La crise recompose la base de clientèle des fonds d’arbitrage
Face à une clientèle privée adoptant un comportement plus volatil, les investisseurs institutionnels apportent une certaine stabilité dans le financement des hedge funds. Ils devraient en effet représenter moins de 20 % des sorties nettes sur la période chaotique allant de début 2008 à fin 2009, selon une étude dévoilée lundi par Bank of New York Mellon et la société de conseil Casey, Quirk & Associates.
Les grandes fortunes privées, notamment européennes, devraient dès lors représenter 80 % des sorties nettes sur la période, soit plus de 500 milliards de dollars. « La conséquence n’est pas seulement une réduction du marché, mais aussi une base de capital plus institutionnelle et plus américaine », souligne l’étude, qui se base sur un panel de 158 investisseurs et professionnels internationaux.
A fin 2008, les grandes fortunes privées détenaient 57 % des actifs de l’industrie qui totalisait 1.407 milliards de dollars, contre 67 % à fin 2005, où le marché s’établissait à 1.105 milliards de dollars d’actifs.
Dans ce contexte, « les fonds de retraite américains représenteront la source individuelle de capital la plus importante entre 2010 et 2013, suivi par les institutions britanniques et d’Europe du Nord.
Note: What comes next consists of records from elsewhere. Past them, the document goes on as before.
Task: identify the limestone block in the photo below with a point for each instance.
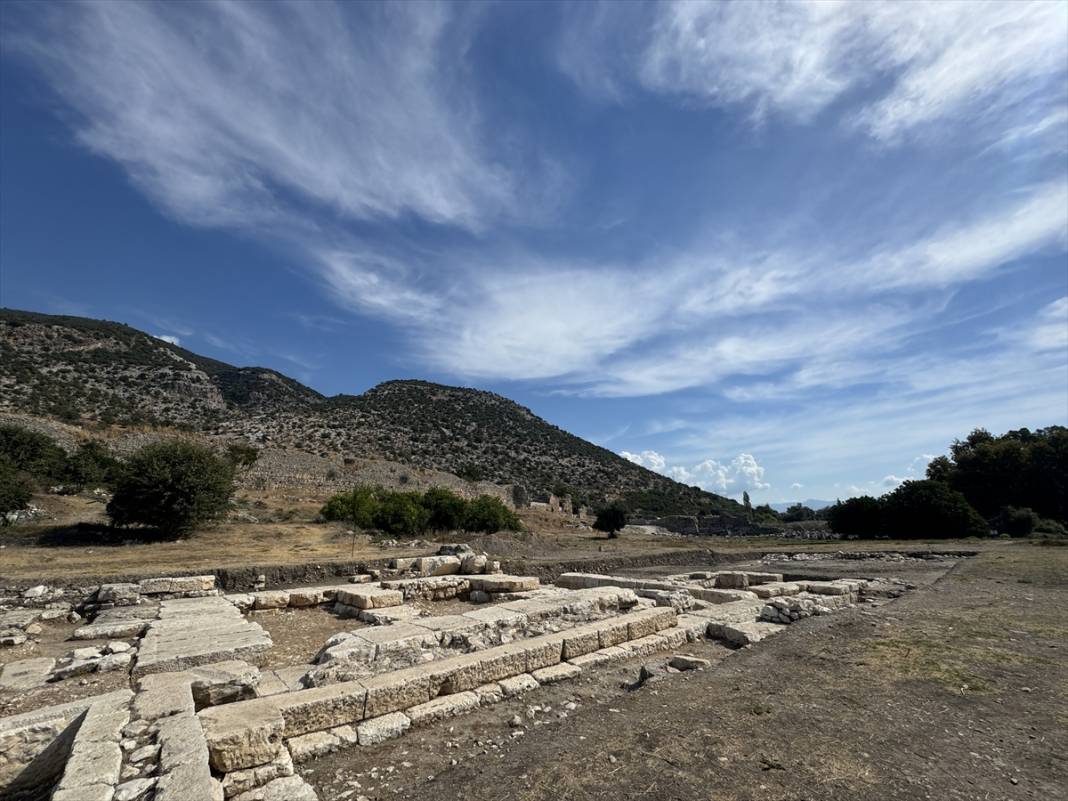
(270, 599)
(177, 584)
(119, 594)
(502, 583)
(286, 788)
(389, 692)
(489, 693)
(378, 729)
(312, 744)
(318, 707)
(26, 674)
(445, 706)
(244, 735)
(370, 597)
(518, 685)
(242, 781)
(556, 673)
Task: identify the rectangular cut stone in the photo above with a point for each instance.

Les grandes fortunes privées pourraient représenter jusqu’à 60 % des entrées de capitaux, bien que leur allocation vers les stratégies de hedge funds reposent sur les conditions de marché et la performance de la classe d’actifs », prédit l’étude. Selon cette dernière, les actifs des hedge funds devraient plafonner à 1.000 milliards de dollars en 2009, pour atteindre 2.600 milliards à horizon 2013, grâce à 800 milliards de dollars d’entrées et à la revalorisation des actifs.